Au regard des contestations sérieuses présentées par les intimées, il n'y a pas lieu à référé.
V - Sur les dépens et les frais irrépétibles :
Succombant, la SARL Société d'Exploitation [F] & Fils et la SAS Revêtement Extérieur [F] - [VD] seront tenues des dépens des procédures de première instance, en infirmation de l'ordonnance déférée, et d'appel.

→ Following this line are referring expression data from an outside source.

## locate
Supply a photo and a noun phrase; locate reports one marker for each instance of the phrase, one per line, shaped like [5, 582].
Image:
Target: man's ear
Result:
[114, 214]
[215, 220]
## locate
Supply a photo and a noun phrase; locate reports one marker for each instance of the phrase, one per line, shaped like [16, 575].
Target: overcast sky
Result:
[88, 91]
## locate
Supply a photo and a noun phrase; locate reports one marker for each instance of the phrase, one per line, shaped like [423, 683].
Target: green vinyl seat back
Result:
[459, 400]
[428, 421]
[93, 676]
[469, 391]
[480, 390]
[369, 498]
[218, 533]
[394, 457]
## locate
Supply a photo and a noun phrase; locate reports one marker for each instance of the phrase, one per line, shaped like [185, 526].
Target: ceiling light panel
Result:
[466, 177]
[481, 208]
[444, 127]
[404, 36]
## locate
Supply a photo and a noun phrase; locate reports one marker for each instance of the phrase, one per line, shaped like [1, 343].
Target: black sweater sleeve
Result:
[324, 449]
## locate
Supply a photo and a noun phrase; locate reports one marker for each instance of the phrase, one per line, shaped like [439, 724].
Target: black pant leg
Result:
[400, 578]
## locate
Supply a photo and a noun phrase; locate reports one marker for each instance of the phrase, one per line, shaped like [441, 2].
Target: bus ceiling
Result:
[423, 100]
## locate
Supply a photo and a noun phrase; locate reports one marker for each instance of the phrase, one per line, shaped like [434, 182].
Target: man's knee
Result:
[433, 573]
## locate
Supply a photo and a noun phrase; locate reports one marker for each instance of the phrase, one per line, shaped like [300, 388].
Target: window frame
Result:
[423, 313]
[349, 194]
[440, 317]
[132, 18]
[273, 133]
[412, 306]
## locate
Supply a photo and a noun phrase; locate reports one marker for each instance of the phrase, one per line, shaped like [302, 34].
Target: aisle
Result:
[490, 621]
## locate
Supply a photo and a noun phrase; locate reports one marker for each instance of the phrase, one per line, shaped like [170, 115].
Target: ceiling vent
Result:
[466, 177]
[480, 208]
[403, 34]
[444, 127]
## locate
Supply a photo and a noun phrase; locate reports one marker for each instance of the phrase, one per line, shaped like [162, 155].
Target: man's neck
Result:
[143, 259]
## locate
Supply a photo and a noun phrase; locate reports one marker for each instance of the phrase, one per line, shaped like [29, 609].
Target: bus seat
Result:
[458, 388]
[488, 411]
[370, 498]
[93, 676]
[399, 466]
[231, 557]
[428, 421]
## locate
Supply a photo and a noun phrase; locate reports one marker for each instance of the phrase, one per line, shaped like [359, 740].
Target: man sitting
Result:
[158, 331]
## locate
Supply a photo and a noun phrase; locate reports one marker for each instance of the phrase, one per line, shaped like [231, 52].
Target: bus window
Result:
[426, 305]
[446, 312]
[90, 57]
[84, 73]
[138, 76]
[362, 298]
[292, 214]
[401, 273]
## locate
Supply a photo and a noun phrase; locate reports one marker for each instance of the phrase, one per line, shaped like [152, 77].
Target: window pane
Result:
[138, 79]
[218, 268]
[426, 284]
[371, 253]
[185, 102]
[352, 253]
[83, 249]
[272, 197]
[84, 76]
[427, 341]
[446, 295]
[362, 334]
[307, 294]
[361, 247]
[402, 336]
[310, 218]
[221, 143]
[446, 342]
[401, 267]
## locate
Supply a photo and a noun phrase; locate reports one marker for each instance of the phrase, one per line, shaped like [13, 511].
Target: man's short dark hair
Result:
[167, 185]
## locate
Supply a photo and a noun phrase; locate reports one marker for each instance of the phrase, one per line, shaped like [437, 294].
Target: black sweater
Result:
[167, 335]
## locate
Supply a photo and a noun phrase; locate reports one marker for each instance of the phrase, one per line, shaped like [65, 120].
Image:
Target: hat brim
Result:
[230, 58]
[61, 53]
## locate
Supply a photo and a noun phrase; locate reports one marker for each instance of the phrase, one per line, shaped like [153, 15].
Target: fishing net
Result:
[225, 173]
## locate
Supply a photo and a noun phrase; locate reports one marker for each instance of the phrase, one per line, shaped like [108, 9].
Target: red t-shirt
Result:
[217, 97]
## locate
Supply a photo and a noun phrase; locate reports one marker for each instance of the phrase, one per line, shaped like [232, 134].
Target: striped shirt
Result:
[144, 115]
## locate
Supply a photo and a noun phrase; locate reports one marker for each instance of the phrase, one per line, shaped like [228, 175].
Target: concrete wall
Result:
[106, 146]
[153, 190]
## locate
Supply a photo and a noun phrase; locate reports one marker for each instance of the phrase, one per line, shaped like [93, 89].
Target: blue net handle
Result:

L'équité commande de condamner la SARL Société d'Exploitation [F] & Fils et la SAS Revêtement Extérieur [F] à payer aux sociétés Outre-Forêt Paysage et OFP Services, ainsi qu'à M. [P] [X] et M. [N] [X], la somme globale de 6'000 ' au titre des dispositions de l'article 700 du code de procédure civile, outre l'infirmation des dispositions de l'ordonnance déférée de ce chef, et leur demande à ce titre étant rejetée.
P A R C E S M O T I F S
La Cour,
Déclare recevable l'appel formé par la SAS Outre-Forêt Paysage, la SAS OFP Services, M. [P] [X] et M. [N] [X],
Dit n'y avoir lieu à écarter des débats les conclusions et pièces de la SAS Outre-Forêt Paysage, la SAS OFP Services, M. [P] [X] et M. [N] [X] du 24 septembre 2024,
Dit n'y avoir lieu à écarter des débats les annexes 31 et 36 de la SARL Société d'Exploitation [F] & Fils et de la SAS Revêtement Extérieur [F] - [VD],
Infirme l'ordonnance rendue le 21 février 2024 par le juge des référés commerciaux du tribunal judiciaire de Strasbourg, en toutes ses dispositions,
Statuant à nouveau et y ajoutant':
Enjoint à la SARL Société d'Exploitation [F] & Fils et à la SAS Revêtement Extérieur [F]'- [VD] de restituer tous les documents obtenus dans le cadre des opérations de constat et d'appréhension de documents réalisées le 11 mars 2024 et leur fait interdiction d'en conserver copie,
Rejette la demande de communication de pièces présentée par la SARL Société d'Exploitation [F] & Fils et la SAS Revêtement Extérieur [F] - [VD],
Rejette la demande de renvoi de l'affaire devant la chambre commerciale du tribunal judiciaire de Strasbourg,
Dit n'y avoir lieu à référé sur'la demande de cessation immédiate des agissements fautifs des sociétés Outre-forêt et OFP services, présentée par la SARL Société d'Exploitation [F] & Fils et la SAS Revêtement Extérieur [F] - [VD],
Dit n'y avoir lieu à référé sur la demande de provision présentée par la SARL Société d'Exploitation [F] & Fils et la SAS Revêtement Extérieur [F] - [VD],
Dit n'y avoir lieu à référé sur la demande de provision sur dommages et intérêts pour procédure abusive, présentée par les sociétés Outre-forêt et OFP services,
Dit n'y avoir lieu à référé sur la demande de provision sur dommages et intérêts à titre de sanction des actes de concurrence déloyale, présentée par les sociétés Outre-forêt et OFP services,
Condamne la SARL Société d'Exploitation [F] & Fils et la SAS Revêtement Extérieur [F]'- [VD] aux dépens des procédures de première instance et d'appel,
Condamne la SARL Société d'Exploitation [F] & Fils et la SAS Revêtement Extérieur [F]'- [VD] à payer aux sociétés Outre-forêt et OFP Services, ainsi qu'à M. [P] [X] et M. [N] [X], la somme globale de 6'000 ' au titre des dispositions de l'article 700 du code de procédure civile,
Déboute la SARL Société d'Exploitation [F] & Fils et la SAS Revêtement Extérieur [F]'- [VD] de leurs prétentions au titre des dispositions de l'article 700 du code de procédure civile.